Ingredients:

  • 1 cup (200g) Dried Red Lentils, rinsed
  • 1 cup (185g) Cooked Quinoa, cooled
  • 1 ½ cups (360ml) Water (for soaking lentils)
  • ¾ cup (90g) Almond Flour
  • ½ cup (60g) Tapioca Starch
  • 2 tablespoons Ground Flaxseed
  • 6 tablespoons Water (for flax egg)
  • 1 teaspoon Baking Soda
  • ½ teaspoon Fine Sea Salt
  • 3 Large Eggs, room temperature
  • ¼ cup (60ml) Olive Oil
  • 1 tablespoon Apple Cider Vinegar
  • 1 teaspoon Maple Syrup (optional)
  • 1 teaspoon Dried Herbs of choice

Instructions:

  1. Soak the rinsed red lentils in ample water for a minimum of 8 hours or overnight. Drain and rinse thoroughly before use.
  2. Prepare the flax 'egg' by mixing ground flaxseed and 6 tablespoons of water; set aside to gel for 5 minutes.
  3. In a high-powered blender, combine the soaked and drained lentils, the cooked quinoa, room temperature eggs, olive oil, apple cider vinegar, and maple syrup (if using).
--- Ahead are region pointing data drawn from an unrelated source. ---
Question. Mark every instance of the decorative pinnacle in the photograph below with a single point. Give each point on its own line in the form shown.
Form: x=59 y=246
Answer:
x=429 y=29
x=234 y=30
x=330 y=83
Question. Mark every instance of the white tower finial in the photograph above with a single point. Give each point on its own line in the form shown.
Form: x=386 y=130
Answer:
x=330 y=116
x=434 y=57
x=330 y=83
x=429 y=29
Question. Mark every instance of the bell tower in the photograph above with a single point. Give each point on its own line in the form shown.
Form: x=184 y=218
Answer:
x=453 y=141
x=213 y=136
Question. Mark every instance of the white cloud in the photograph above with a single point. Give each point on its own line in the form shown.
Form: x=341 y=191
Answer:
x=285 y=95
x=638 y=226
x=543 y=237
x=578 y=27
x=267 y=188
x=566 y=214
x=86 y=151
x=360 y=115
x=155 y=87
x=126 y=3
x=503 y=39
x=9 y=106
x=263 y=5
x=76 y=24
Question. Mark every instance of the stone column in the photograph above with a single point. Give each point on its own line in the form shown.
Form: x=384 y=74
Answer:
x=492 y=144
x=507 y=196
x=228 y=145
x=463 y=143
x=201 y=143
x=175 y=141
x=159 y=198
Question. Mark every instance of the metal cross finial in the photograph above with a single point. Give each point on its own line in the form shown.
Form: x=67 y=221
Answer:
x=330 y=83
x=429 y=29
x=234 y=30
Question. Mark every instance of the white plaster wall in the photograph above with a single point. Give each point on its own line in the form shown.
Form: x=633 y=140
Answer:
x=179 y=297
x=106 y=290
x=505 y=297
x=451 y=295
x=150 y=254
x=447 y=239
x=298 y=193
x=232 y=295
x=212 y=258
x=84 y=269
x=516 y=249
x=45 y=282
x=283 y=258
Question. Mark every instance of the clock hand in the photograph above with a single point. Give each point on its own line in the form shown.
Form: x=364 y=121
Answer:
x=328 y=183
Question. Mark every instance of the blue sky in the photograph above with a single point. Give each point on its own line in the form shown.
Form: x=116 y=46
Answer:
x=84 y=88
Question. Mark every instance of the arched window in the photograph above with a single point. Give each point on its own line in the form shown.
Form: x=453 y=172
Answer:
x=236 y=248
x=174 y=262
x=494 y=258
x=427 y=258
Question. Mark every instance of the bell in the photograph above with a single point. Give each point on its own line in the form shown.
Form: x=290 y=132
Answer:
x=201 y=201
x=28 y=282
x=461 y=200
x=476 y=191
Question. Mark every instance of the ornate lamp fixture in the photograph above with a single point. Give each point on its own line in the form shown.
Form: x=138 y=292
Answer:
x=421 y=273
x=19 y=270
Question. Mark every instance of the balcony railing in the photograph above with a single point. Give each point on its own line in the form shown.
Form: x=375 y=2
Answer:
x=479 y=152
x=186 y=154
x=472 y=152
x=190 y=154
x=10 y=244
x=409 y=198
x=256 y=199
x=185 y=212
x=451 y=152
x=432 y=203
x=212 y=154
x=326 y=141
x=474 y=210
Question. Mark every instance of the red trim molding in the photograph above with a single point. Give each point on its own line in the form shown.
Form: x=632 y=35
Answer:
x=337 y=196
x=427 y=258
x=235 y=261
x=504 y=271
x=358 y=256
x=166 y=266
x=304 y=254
Blend on high until completely smooth and creamy, achieving a pancake-batter consistency.
  4. In a large bowl, whisk together the almond flour, tapioca starch, baking soda, salt, and dried herbs.
  5. Pour the blended lentil/quinoa mixture into the dry ingredients. Add the gelled flax egg. Gently fold everything together until just combined; avoid overmixing.
  6. Preheat your oven to 375°F (190°C). Grease a 9x5 inch loaf tin and line it completely with parchment paper, ensuring overhang for easy removal.
  7. Scrape the thick batter into the prepared tin, smoothing the top surface with a wet spatula.
  8. Bake for 60 to 70 minutes. The bread is done when the top is deeply golden brown and a skewer inserted into the center comes out clean.
  9. Allow the bread to cool in the tin for 15 minutes. Use the parchment overhang to gently lift it out and transfer it to a wire rack. Allow it to cool completely (2-3 hours) before slicing to ensure proper texture setting.